Swift is not the only major celeb lining up behind Jay Z: Kanye West, Rihanna, Coldplay, Madonna, Alicia Keys, and, naturally, Beyoncé all supported the cause at a recent press conference about Tidal's new look. And, according to The Guardian, "Under Jay Z, Tidal’s strategy will include encouraging artists to lobby their labels to 'window' new releases for at least a week, meaning they will be exclusive to Tidal for that period."
The thing that execs from Bop.fm, Next Big Sound, and Deezer all agreed on is that windowing, or gaining exclusive content for specific services, will heat up tremendously. Once the mainstream is comfortable with the streaming music model, it becomes primarily about content as a way to differentiate one service from another.
For a hint of what's to come, consider the mobile-phone industry, and the ongoing battles between AT&T, Verizon, Sprint, and T-Mobile. Most people have a mobile phone and a wireless carrier, and the best way for one carrier to grow business is to steal customers from other carriers.
Something to keep in mind, however, is the difference between windowing—to get content early—and content exclusives, as Deezer’s U.S. CEO, Tyler Goldman points out.
"Deezer’s media strategy is to build around ‘super-serving’ different audiences, where earlier content is highly valued and something the audience is paying for," Goldman says. "For example, if Deezer has a large audience that over-indexes in Latin music consumption, it may make sense for Deezer—and its subscribers—to pay more to get an earlier window on certain Latin music."
If streaming services lock up exclusives, customers subscribed to another service may not ever get to hear certain music. If an ad-supported model becomes sustainable, windowing could also be applied to users paying for the service versus those that aren’t.
But customers won’t necessarily be able to easily switch between streaming services if exclusives do come into play more. While it’s easy enough to stop paying one company and pay another one, most don’t make it convenient or possible to move playlists and listening data.

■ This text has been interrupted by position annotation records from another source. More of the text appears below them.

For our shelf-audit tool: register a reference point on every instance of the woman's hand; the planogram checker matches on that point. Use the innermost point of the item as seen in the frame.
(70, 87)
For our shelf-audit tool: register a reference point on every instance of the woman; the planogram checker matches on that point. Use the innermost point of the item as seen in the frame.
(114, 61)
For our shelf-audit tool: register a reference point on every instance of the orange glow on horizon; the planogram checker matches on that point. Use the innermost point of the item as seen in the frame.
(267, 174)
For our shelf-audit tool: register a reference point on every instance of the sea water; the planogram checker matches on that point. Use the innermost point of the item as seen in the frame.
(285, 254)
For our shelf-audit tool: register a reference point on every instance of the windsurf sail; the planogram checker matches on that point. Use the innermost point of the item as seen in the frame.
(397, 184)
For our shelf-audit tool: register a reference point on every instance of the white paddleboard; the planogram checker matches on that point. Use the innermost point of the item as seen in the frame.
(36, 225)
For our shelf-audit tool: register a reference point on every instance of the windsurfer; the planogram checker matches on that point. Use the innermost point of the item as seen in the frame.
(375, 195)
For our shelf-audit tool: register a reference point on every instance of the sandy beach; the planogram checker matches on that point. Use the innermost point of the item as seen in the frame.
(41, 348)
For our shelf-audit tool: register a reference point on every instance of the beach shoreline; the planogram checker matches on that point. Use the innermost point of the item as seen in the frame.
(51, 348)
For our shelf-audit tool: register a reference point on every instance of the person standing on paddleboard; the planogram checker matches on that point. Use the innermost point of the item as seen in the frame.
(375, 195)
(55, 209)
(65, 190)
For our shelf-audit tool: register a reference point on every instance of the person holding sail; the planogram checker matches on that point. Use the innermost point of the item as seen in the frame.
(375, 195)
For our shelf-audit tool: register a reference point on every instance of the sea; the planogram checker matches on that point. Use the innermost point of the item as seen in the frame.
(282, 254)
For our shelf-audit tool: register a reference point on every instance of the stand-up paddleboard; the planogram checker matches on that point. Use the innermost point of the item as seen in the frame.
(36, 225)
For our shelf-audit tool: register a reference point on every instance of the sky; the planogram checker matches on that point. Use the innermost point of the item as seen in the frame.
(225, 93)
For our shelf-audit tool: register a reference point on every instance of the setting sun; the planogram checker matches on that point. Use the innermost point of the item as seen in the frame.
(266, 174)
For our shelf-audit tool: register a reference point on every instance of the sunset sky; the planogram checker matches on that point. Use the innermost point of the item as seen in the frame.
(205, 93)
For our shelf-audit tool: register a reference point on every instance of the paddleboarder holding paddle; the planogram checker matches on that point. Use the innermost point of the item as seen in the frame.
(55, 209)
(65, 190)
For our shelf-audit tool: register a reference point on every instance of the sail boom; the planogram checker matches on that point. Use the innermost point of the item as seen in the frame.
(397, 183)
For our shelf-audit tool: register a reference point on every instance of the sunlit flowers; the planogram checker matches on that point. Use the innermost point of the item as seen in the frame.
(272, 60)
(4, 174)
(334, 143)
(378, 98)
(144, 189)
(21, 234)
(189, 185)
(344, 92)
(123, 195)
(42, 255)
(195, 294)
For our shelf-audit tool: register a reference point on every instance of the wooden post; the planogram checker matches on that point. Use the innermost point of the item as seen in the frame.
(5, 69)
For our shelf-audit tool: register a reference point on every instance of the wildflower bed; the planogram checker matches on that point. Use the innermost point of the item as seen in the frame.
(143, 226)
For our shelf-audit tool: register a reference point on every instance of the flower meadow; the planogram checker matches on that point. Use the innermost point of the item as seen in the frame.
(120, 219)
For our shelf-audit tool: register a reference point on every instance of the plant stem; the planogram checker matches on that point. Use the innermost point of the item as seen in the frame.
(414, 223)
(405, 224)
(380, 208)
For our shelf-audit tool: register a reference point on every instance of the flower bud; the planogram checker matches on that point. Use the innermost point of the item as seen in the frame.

It remains to be seen how exclusives and the windowing of content will shake out, but this is a battle that’s already on whiteboards and being put into motion—even if consumers don’t see it happening explicitly for a year or more.
It’s really five years from now and beyond where things start to get more interesting in the music space—especially with live shows. Ticketfly CEO Andrew Dreskin thinks people’s mobile phones won’t only be their ticket, but everything they need for a show.
"Once you’re inside the venue, your phone is also your wallet, and with one swipe, you can open a bar tab or buy merchandise," he says. "Venues will be able to optimize the concert-going experience via mobile by sending you a push notification directing you to a less crowded bar if the one you’re standing at is crowded. At the end of the night, you’ll walk out of the venue, and your bar tab will automatically be closed and paid, and you’ll receive push notifications to buy tickets to the next show."
Of course, Ticketfly is already starting to create this future, it will just take time to build out all the aspects and make this a universal experience in cities around the world. Alex White from Next Big Sound elaborates even further on a futuristic live music experience.
"I think wearables, like RFID bracelets, are game-changing for the live festival experience," says White. "I think the march towards data transparency enables a host of interesting applications for building artists' careers."
Things like RFID bracelets would connect concertgoers to the show in ways that VIP badges never could, as well as new ways not imagined yet. The connected technology also ties people to data that industry folks crave.
Whoever holds a listener's data holds a lot of the power in music, which can then be used both in live music or on-demand streaming services. Hopefully part of the future of music also means artists will start retaining more rights to data that their music is generating.